The largest displacement would occur with the demolition of Sunchase Apartments and removal of all 784 residents from the 392-unit complex at 875 William Blvd.

A federal Fair Housing suit filed for the owners of Baymeadows Apartments claims a key city official in at least one private meeting described the removal of Baymeadows and other rental complexes as a way to exclude or decrease the number of so-called “undesirables” who reside in the city.

HUD reinforces the discrimination claims with a statement in its notice that the agency “has strong evidence that Ridgeland took and continues to take these zoning actions because of the racial identity of the apartment buildings’ inhabitants for the express purpose of driving these minority residents out of the city.”

Other multifamily housing located in the majority white areas of Ridgeland has not been similarly treated under the 2014 zoning ordinance, HUD says.

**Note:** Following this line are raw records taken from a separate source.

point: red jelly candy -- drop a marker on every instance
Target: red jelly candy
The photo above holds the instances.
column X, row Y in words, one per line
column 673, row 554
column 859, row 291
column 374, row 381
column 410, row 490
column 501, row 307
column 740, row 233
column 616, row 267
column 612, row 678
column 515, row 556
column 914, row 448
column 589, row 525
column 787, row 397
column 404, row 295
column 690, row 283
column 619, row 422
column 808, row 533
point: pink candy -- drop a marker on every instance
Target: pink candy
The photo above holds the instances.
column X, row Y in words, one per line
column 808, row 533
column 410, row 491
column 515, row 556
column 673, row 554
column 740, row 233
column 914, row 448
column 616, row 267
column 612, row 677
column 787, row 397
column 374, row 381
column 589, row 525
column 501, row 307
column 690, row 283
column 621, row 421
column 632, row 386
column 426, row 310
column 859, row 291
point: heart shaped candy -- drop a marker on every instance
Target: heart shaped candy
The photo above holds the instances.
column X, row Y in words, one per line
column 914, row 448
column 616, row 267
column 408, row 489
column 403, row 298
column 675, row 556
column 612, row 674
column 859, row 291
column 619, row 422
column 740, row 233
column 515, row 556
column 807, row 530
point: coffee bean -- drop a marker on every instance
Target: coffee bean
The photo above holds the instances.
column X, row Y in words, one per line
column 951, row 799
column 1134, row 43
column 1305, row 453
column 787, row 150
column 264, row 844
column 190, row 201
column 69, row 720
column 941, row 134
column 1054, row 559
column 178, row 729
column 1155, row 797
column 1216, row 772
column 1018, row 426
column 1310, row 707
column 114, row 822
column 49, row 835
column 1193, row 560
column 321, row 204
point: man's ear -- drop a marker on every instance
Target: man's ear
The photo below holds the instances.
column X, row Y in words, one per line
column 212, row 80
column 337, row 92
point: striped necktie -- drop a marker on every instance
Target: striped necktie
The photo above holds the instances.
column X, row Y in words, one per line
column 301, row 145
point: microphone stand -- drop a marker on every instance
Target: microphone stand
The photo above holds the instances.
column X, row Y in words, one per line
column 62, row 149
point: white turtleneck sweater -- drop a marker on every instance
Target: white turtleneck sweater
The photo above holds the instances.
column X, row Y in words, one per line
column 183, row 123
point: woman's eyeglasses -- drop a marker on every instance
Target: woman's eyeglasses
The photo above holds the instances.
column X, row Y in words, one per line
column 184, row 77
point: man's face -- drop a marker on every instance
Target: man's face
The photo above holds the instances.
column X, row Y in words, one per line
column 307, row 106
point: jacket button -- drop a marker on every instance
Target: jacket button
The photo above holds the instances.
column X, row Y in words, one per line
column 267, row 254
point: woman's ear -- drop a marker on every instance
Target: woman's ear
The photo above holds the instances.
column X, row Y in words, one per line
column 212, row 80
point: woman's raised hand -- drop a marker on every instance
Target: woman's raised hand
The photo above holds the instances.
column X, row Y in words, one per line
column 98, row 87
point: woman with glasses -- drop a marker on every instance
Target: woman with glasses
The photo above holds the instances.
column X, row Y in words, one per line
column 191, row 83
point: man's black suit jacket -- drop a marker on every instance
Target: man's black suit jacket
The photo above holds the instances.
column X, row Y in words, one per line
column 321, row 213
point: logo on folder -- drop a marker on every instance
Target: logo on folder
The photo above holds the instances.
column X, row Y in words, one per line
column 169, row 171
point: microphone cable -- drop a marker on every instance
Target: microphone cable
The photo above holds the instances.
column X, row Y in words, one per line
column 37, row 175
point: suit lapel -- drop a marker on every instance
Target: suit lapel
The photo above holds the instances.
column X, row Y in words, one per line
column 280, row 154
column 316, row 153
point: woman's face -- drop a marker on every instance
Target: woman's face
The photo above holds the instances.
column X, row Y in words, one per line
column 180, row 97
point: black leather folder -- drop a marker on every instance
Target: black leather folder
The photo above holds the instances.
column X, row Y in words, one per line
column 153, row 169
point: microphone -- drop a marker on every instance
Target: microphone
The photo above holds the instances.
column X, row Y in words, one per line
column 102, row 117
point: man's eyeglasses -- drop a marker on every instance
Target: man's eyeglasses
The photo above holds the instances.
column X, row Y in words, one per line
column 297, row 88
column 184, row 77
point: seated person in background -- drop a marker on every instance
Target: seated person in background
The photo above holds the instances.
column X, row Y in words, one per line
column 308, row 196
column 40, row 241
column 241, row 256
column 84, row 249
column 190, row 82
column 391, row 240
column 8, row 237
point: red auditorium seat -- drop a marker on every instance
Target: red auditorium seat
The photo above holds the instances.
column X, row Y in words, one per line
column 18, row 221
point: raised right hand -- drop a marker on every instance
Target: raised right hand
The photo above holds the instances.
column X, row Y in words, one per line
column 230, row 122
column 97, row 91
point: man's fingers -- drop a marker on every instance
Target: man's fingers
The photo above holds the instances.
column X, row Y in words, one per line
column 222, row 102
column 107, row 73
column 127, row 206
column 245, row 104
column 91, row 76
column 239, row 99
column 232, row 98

Moreover, the policies and practices of Ridgeland “have harmed and threaten imminent harm to African American residents in disproportionate numbers without sufficient justification. The harm from these exclusionary practices is both imminent and ongoing, as is the threat of condemnation.”

The threat of condemnation stems from a classification system the zoning ordinance gives apartment complexes. The City set up an appeal process for the properties to follow in seeking a classification that allow the complexes to remain either intact or partially intact. Each appeal has been rejected, though city officials have not set a timetable for the complexes to either board up or demolish enough units to comply with the ordinance.

HUD, meanwhile, has asked attorneys involved in the federal suits to provide data and other information to help the agency find whether civil rights violations have occurred. “This office has already obtained considerable material from the City of Ridgeland and others,” HUD said in its letter to the lawyers.

Michael Cory, one of the attorneys contacted by HUD, said he thinks the federal agency has made some “threshold determinations” that have led it to decide it must investigate further.

HUD officials have clearly indicated they “are taking this matter seriously,” Cory said.

HUD would not answer questions about the administrative complaint. “We cannot comment further at this time as this is an open complaint,” said HUD spokeswoman Elena Gaona in Washington, D.C.